Tim Miller in cockpit, flighting FA/18, other planes can be seen on either side of Miller
Tim Miller navigating his F/A-18 along with other Squadron fighter pilots

What led you to pursue your MBA at this point in your career? 

T. Myland: I have wanted to pursue an MBA since I was an undergrad. I knew that it was the next logical step after the military to jumpstart a civilian career. Furthermore, I have always admired the entrepreneurial spirit of many of my family members who run successful businesses. I wanted to have some skills to make that a reality for myself.

T. Miller: As my active-duty service came to an end, I had, at best, a grainy vision of what my career path was going to be moving forward. I’d always planned to attend graduate school when my time in the military came to an end. The longer I stayed, the more important that plan became.

I knew a few things for certain:

  • I was passionate and could not be more ready to move into this next phase of my career.
  • Mentorship, guidance and an immersion into the current business lexicon and fundamentals were critical to someone in my position.
  • My experiences in the military enabled me to contribute a unique perspective to a collaborative learning environment focused on leadership.

What reflections do you have about the skillset you learned in the military and how you now use it in the business world? 
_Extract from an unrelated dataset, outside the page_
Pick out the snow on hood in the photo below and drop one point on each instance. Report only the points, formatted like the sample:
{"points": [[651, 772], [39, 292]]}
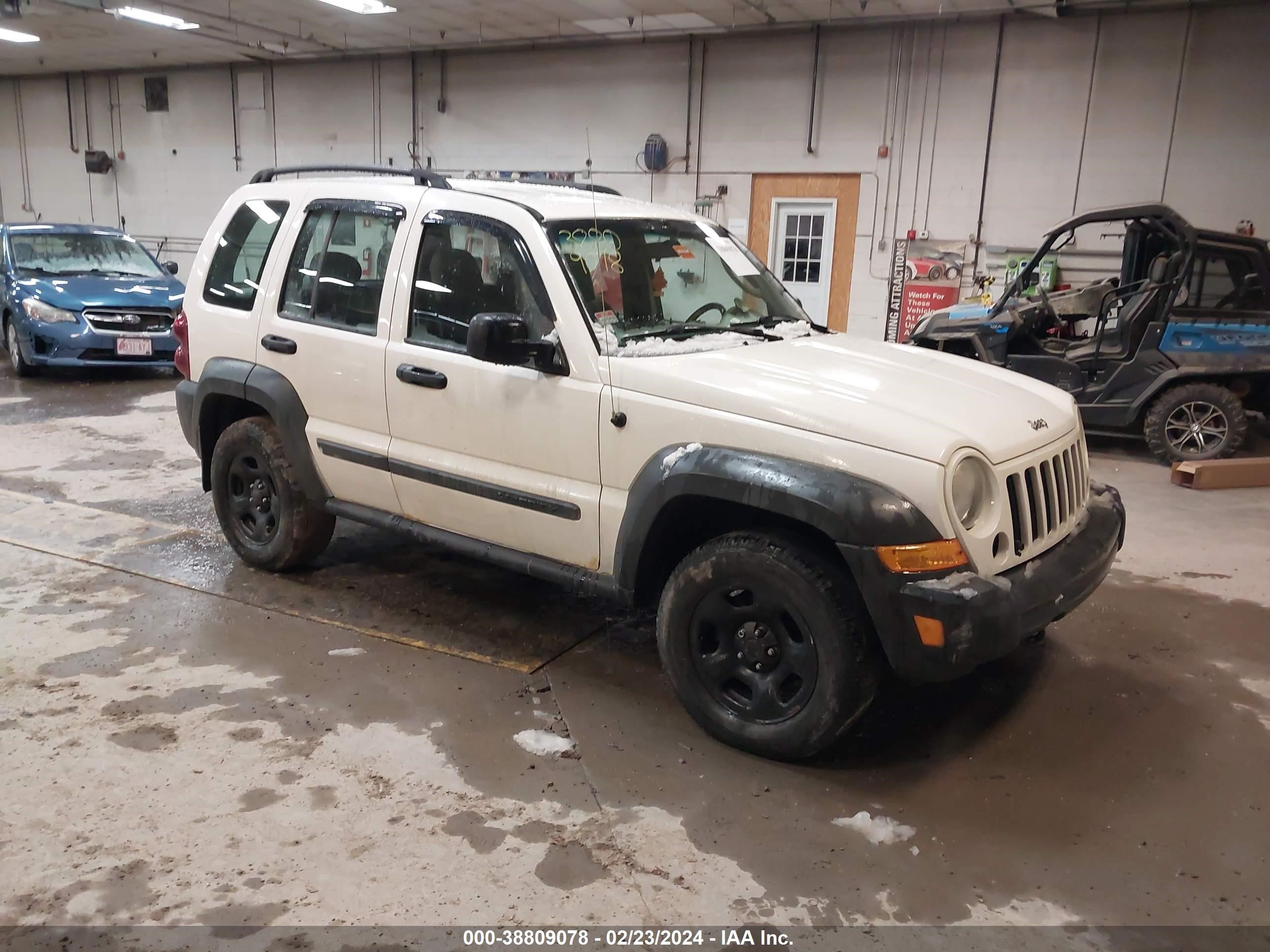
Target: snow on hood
{"points": [[903, 399]]}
T. Myland: I am still on active duty so I cannot answer that question definitively yet, but I can say that the skills of risk management, decision-making under stress, and leading by example should translate well to a civilian job.

T. Miller: There is certainly a long list, but they all build on a bedrock of grit. I am most reflectively thankful for how the various challenges enhanced my relationship with grit. Really hard, amazing things require passion and perseverance—remembering that (daily)—is the essence of grit. I am convinced every service member leaves with an extremely valuable appreciation of this truth.
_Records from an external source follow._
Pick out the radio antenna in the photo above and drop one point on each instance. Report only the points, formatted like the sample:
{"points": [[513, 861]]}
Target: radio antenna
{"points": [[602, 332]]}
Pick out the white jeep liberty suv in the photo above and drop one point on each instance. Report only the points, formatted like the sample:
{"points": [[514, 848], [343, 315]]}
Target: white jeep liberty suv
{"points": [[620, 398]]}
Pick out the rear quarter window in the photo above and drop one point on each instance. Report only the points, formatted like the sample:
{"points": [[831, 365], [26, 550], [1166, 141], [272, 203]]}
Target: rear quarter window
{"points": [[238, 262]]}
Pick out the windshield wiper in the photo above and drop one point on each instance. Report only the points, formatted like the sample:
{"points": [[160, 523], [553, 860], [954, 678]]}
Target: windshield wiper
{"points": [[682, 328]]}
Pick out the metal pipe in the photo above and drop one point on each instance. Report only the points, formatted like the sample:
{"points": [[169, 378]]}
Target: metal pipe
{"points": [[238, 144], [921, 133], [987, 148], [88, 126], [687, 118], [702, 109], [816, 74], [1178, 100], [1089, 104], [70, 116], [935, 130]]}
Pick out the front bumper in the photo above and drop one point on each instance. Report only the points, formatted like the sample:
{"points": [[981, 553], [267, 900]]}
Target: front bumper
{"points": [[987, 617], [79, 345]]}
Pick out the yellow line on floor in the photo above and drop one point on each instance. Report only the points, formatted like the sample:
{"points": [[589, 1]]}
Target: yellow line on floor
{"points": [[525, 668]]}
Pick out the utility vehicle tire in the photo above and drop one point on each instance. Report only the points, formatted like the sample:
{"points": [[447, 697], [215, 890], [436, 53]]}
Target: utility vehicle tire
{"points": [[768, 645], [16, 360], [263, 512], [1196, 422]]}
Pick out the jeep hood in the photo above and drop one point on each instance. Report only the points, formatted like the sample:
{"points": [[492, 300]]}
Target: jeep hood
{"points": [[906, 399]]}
Tim Myland with his wife Sarah near his FA/18
Tim Myland with his wife Sarah

What’s your favorite memory from your time in the service? 

T. Myland: Being awarded the Charles Nelson Junior Officer Leadership Award at my fleet squadron. This was an award given to the Junior Officer in the fighter squadron who best epitomized leadership by example.   

T. Miller: When I met my son for the first time. I was deployed while he was born, and he was our first. By the time I made it home, he was a little over 5 months old. It was magic.

Tim Miller. a student in the Weekend Executive MBA program at Duke University's Fuqua School of Business, with his family, standing in front of a military aircraft
Tim Miller with his wife Sara and their three children

What advice do you have for other veterans pursuing their MBA? 

T. Myland: Work hard and be open to new experiences. Do not be afraid to network! It is imperative to build networking as a skillset. The military network is the greatest network in the world. Service members are always willing to help a fellow veteran out.

T. Miller: Do it! It has been everything I had hoped for and more.

As I reflect on the insights shared by Tim and Tim, I’m drawn to what they both said about being guiding lights. I love that they both support the skillsets veterans bring to the workforce and really encourage our classmates to recognize their valuable qualities. A small percentage of Americans have served in the military, and it’s an honor and a privilege to say that I’m one of them, alongside heroes like Tim Myland and Tim Miller—two great guys with the best of intentions.